Is it difficult to keep the Marcella secret a secret?

The hardest thing is taking part in interviews.  Of course, you want to sell the show and make people want to watch it but there’s only so much you can say, especially when your character is so closely entwined with the lead.  You have to talk in general terms and about the tone and that is quite difficult. 
I’m so proud of the series and want to do it justice.
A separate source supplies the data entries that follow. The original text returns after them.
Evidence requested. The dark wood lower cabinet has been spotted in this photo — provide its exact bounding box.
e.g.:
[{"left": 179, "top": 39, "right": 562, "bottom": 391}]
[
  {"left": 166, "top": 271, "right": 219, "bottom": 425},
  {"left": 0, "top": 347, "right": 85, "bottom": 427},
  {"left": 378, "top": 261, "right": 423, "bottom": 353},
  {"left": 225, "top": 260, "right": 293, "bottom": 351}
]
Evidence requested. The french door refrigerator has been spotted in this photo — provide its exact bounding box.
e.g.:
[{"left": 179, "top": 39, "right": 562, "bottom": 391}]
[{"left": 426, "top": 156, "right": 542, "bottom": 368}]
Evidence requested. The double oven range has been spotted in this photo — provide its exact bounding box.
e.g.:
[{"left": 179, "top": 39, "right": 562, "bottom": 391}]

My friends and family are used to the work I do and have given up asking me for hints and clues!


What do you think is the USP of Marcella?
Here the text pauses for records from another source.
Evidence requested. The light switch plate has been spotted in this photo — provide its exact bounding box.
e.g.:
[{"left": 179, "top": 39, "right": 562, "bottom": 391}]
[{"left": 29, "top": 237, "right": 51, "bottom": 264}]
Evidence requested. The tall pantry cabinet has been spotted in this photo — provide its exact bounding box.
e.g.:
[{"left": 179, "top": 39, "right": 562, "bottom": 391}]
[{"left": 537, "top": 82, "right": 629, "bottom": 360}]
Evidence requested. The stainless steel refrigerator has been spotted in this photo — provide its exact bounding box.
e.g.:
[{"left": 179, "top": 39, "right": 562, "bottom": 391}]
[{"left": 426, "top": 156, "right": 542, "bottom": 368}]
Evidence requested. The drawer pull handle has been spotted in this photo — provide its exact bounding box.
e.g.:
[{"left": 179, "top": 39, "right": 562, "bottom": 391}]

I think the main selling point to the show is the central character Marcella.  To have a flawed main character who is investigating herself the whole time as well as investigating everyone else around her is appealing.  In a working environment, she goes after people in a very personal, unprofessional way
and she doesn’t follow procedure. I think the viewers empathise with her and can relate to her; none of us are sure who we are at times, we question why we do what we do and that is what I think is gripping.


I also think it’s been wonderfully created.  The directors, Charles Sturridge, Charles Martin and Jim O’Hanlon have been brilliant.  There’s a very strong, visual look to the drama which is full of colour and vibrancy.


I really enjoyed watching the first series of Marcella as a viewer.  My role was quite compartmentalised so I discovered a lot more as a viewer and I was really drawn in.


Do you find it easy at the end of the day to switch off following a day of filming gruesome storylines?

To be honest, no I don’t. The storylines we’re dealing with in this series are extreme; it is very dark and if you let your mind get sucked in it could be horrendous.


Having said that I haven’t, as an actor, had to deal with the dark themes as much as Anna Friel or Ray Panthaki - Tim is the big boss, and he oversees the case whereas Marcella and Rav are there, in the midst of the case day in day out.

I’ve actually been very lucky this series as my filming schedule has been not too heavy and I’ve filmed in some lovely locations.  Whereas a lot of the first series was filmed during the colder months this time it’s been nice and warm and I’ve been outside.  When it has been cold, all my scenes were inside!

I’ve loved being back in London, I was there for the whole month of July with my family when we started the show and it was lovely to do that.  I have thoroughly enjoyed the series and I love working and hanging out with the other cast and crew members. It’s been a very happy experience.


You now live in France with your family. Have you had the opportunity to film there yet?

I worked on a French romantic comedy last year which was a wonderful experience filming in Paris, Morocco and Scotland. It was a great experience because when you live in a foreign country you’re obviously a new arrival and an outsider so it’s great to get the opportunity to work in the country. I’m a
big Francophile.  I love French culture and to be part of it is wonderful and I hope to do more productions in future.


One of the things I love as an actor is getting the opportunity to meet and work with all sorts of different people, to work and live in different places which I’ve been very lucky to do and it’s always a treat to be accepted by a new audience and a new working professional community.  The French are
real film lovers, they really support their own films, in huge numbers by going to the cinema, it’s still a massive event and one they love.


And when you come back to England, is there anything you always set out to do other than seeing friends and family?

The pub is the simplest thing. A warm pint of beer, some Colman’s mustard somewhere on the table. Maybe some pickle. That’s all I need.


If I could bring a bit of the UK to France with me it would have to be the trains!


What’s next for you after filming Marcella?

Currently I’m focusing on Marcella and there is a potential film in 2018 but I can’t really say anymore.  I might go to Los Angeles as I haven’t been there for a while which is unheard of for me – I’ll definitely put my hat in the ring for a pilot or two.